Dunlap was among the cardiologists at NCMA who helped put together the Heartworks program when they saw a strong need for cardiac rehabilitation services on the North Coast. Such services are key to helping heart patients in recovery.

They are also mandated by the federal Centers for Medicare and Medicaid Services, or CMS. Dunlap said that about 15 years ago, the CMS required that hospitals with surgery centers, such as Memorial and Sutter’s heart and vascular centers, maintain cardiac rehabilitation services.

Both hospital’s contribute funds to the overhead operation of the program, he said. The Center for Well Being will continue to run the Heartworks program from the medical group’s campus at 3536 Mendocino Ave.
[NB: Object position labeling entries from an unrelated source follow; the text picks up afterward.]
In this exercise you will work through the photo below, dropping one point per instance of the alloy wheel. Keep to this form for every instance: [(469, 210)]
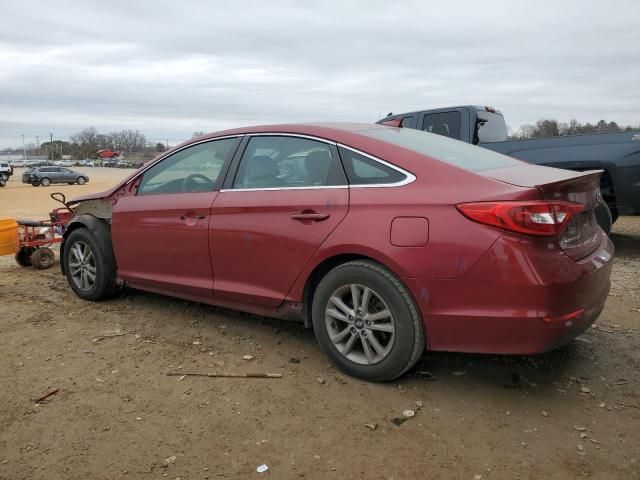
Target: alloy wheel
[(360, 324), (82, 266)]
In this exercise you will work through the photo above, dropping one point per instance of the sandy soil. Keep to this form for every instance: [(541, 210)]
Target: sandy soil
[(571, 413), (21, 200)]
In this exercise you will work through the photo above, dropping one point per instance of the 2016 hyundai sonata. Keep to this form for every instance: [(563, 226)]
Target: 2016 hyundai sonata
[(385, 240)]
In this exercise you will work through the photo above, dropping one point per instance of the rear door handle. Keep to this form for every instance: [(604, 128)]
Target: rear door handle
[(315, 217)]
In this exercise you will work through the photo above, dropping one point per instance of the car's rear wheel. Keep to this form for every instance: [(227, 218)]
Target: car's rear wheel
[(366, 321), (89, 264)]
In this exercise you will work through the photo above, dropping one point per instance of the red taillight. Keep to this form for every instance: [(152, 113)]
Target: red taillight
[(541, 218)]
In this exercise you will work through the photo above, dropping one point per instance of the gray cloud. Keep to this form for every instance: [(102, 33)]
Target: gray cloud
[(169, 68)]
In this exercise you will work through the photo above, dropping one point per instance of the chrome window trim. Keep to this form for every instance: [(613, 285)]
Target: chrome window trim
[(299, 135), (409, 177), (147, 167), (269, 189)]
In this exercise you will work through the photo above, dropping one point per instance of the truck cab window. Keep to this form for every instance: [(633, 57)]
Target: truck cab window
[(446, 124), (490, 127)]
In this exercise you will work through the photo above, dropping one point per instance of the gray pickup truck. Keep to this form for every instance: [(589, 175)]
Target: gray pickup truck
[(617, 154)]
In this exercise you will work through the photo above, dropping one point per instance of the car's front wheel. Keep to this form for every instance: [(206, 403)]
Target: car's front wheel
[(89, 264), (366, 321)]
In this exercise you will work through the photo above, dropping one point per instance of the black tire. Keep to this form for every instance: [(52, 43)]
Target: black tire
[(23, 257), (409, 336), (604, 217), (99, 244), (43, 258)]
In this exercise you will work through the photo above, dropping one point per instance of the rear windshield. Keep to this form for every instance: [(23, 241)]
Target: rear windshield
[(441, 148), (490, 128)]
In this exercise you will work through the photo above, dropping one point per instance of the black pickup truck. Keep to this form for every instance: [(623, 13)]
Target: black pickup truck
[(617, 154)]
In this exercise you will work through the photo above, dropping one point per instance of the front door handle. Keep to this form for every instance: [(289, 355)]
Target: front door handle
[(310, 216), (199, 217)]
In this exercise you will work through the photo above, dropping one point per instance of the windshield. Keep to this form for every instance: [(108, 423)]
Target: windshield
[(490, 128), (441, 148)]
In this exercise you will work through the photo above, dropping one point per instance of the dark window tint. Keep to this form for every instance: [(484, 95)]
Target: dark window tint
[(281, 162), (407, 122), (490, 128), (191, 170), (446, 124), (362, 170)]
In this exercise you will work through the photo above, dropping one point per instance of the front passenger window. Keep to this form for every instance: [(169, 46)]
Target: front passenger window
[(191, 170)]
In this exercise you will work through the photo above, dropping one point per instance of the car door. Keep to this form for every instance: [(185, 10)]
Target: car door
[(281, 200), (160, 226)]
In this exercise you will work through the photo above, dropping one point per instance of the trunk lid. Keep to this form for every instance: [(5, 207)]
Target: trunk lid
[(581, 235)]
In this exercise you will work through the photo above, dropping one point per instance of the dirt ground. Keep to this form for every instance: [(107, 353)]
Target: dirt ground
[(571, 413)]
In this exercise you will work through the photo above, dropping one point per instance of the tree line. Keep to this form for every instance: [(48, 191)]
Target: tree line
[(553, 128), (86, 142)]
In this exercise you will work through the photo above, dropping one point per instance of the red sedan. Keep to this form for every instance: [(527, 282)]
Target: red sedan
[(385, 240)]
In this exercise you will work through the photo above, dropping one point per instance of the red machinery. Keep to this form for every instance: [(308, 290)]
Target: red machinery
[(36, 236)]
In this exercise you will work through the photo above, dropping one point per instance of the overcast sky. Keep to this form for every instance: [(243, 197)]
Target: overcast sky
[(170, 68)]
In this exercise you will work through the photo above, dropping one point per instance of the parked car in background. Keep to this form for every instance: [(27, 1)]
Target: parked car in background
[(108, 153), (6, 170), (45, 176), (385, 240), (617, 154)]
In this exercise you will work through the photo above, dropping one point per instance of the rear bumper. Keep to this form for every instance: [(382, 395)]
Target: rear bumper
[(522, 297)]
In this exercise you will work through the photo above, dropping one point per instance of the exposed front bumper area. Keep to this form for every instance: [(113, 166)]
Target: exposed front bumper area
[(522, 297)]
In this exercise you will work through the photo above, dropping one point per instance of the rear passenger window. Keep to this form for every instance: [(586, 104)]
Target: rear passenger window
[(286, 162), (446, 124), (362, 170), (407, 122)]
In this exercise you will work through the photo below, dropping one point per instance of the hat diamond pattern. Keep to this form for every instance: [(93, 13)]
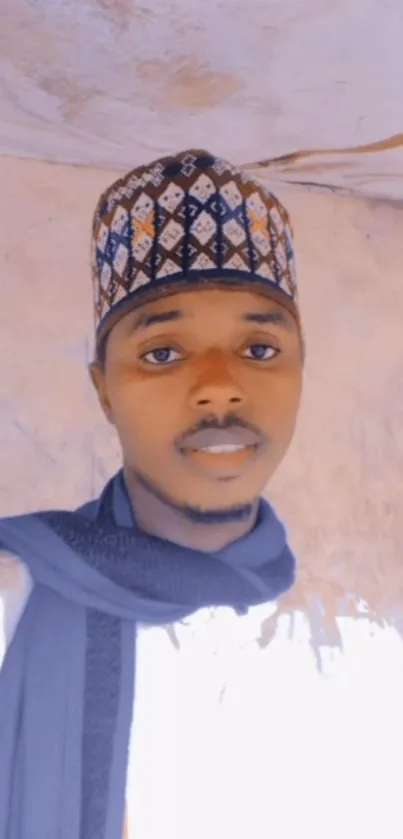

In preparation to expand both its cardiac and diabetes services, the Center implemented electronic health records in 2014 to better track patient outcomes, Wall said.

Often when a patient suffers a major cardiac episode, a fear of overexertion sets in, Wall said. The services in the program allow a patient to recover and strengthen their health under intense supervision, alleviating such fears.

“That’s why this environment is so critical,” Wall said.

“We have the heart monitoring equipment, we have the skilled nursing staff. We have the physician at our fingertips.”?NCMA staff will continue to provide clinical services to the program by contract with the Center, which now owns the entire Heartworks program, including the equipment, and pays the rent on the facility. The center is now in charge of patient enrollment and medical billing and also monitors patient metrics under Dunlap’s guidance.

“The key point is that the Center for Well Being has become a much better-run organization in the last few years,” said Dunlap. They’ve done a good job with setting goals and meeting those metrics. I’s a good marriage.”